Activities on campus included standing for one minute to show a commitment to stand up against poverty while a pledge was read aloud. It is a symbolic action to represent the larger actions we can take as a community to work together towards the social injustice of poverty. 2500 people on the Windsor campus stood up against poverty. There were also booths in the CAW quad to let people know what University based organisations/clubs are doing and how they can help.

OPIRG had a display on fair trade. Oxfam focused on clean water. EWB (Engineers Without Borders) focused on appropriate access to technology and how it can alleviate poverty and provide opportunity.

One of the goals of Stand up + Speak Out was to break last years record of 23.5 million people who stood for one minute.

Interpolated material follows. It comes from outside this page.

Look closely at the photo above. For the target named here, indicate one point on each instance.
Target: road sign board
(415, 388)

This year over 38.8 million people, in 110 countries have broken the Guinness World Record for the largest number of people to “STAND UP AGAINST POVERTY” in 24 hours.

That's pretty exciting.

A big question is...how do we take further actions to stand up against poverty year long? It's great for people to get together on one day but it's even more important we continue the trend.

Buy fair trade, write to your Member of Parliament or a member in the Cabinet letting them know you want them to take pro-poor actions, be informed on what's going on in the world, don't waste food or water, donate your time (or money) to an organisation and help out with their events.

Stand up for equality, justice, hope, and opportunity- for everyone- everyday and in what you do. You don't have to save the world, but there are small, very tangible, actions we can take at home. Ignorance is not an excuse.

"Activism is my rent for living on this planet"
- Alice Walker

1 comment:

Tanya D. said...

Good for you guys!
I think it's really important that you pointed out that this should be a year-long effort, not just a one-day event.